Eventually, we witness Chris’ decision to head to Sin City after Chelsea, in not so many words, says she’s dating a client based on personalogy (“It’s not astrology!” she protests.) It’s an indication that, like her pricey outfits and blank expression, stability is just another veneer of hers. And so the jumble of scenes and dialogue Soderbergh has prepared for us — business meets, “intrusive” questions from a journalist trying to find the “chink in her armor,” discussing her romantic attachment to a client over lunch with a girlfriend — represent the actual, albeit sleek, clutter in Chelsea’s life.

“All women, ultimately, are evil... they have all the f*cking power and they know this,” Chris’s buddy tells him in Vegas. But then the chinks we soon spot in Chelsea’s armor will dispute this claim: Chelsea tearing up after a sex blogger tries to extort a freebie off of her for a good review and when the personalogy match she ditches her boyfriend for does the same to her in the end.
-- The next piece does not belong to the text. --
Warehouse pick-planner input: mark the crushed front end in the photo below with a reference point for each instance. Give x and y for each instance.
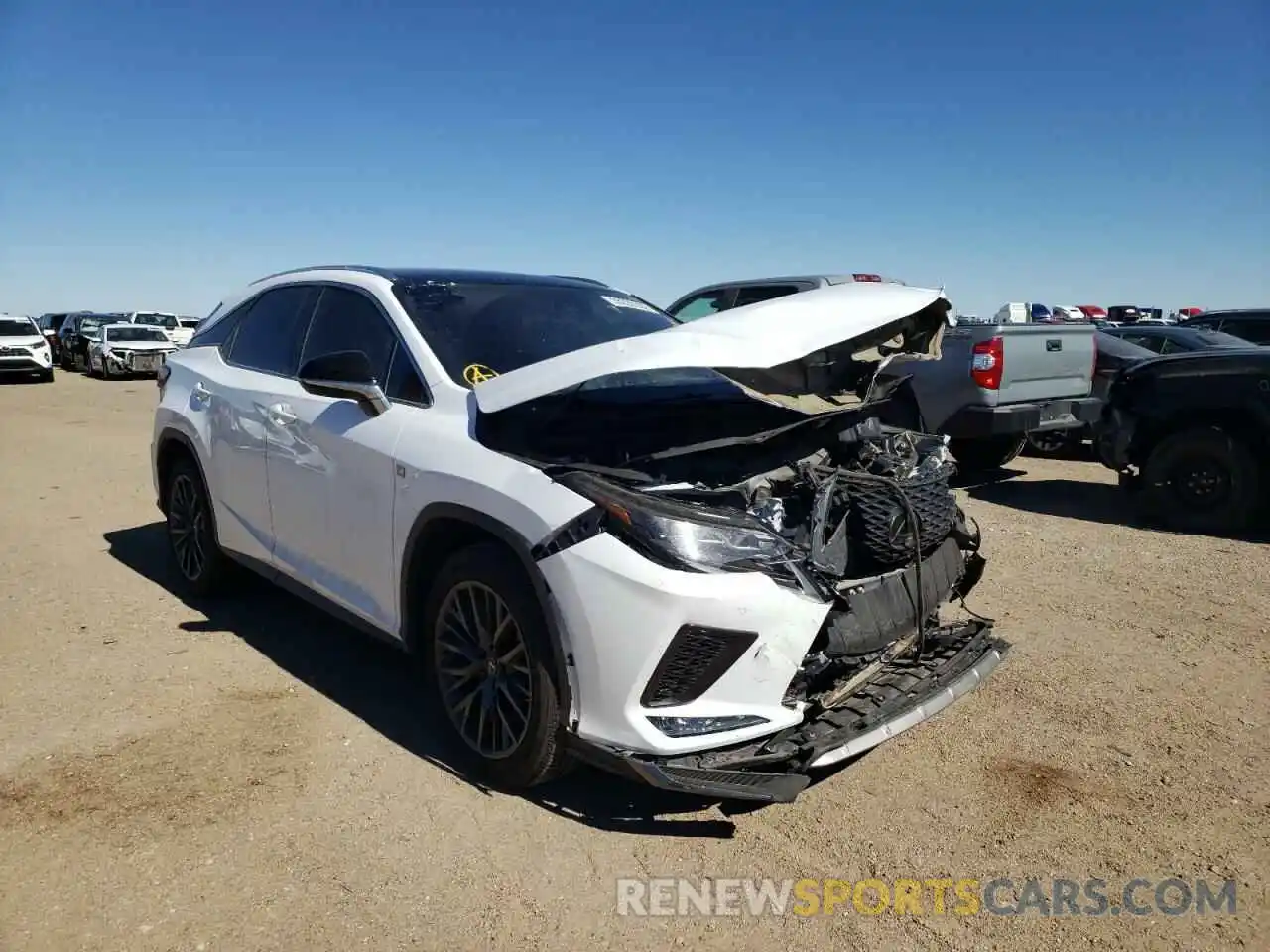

While her livelihood runs on sex as therapy, the therapy she uses for her own crisis — relying on personalogy, star signs, whatever for love — is just as flawed as the service she renders to clients.

Soderbergh is no stranger to these sorts of grand statements hovering over such shady subject matter, what with Sex, Lies and Videotape and Traffic thrown in with his Clooney blockbusters. But really, drugs, sex, and sex tapes fit in nicely with a recession that coincides with a downturn in morals (the reasons for such vary, depending on what you’re watching). Which is why the existence of HBO’s new series Cathouse (on the workers in a Nevada brothel) and Hung (on a poor but well-packaged schmuck turning to man-whoring as a last resort) is timely. ‘Cause while everyone’s wondering how things will turn out with the world in a year or two, the vice, escape, or whatever personal therapy you rely on will be a little more attractive than sucking it up and facing problems head-on. Better for a porn star to tell us the story of our lives, I guess.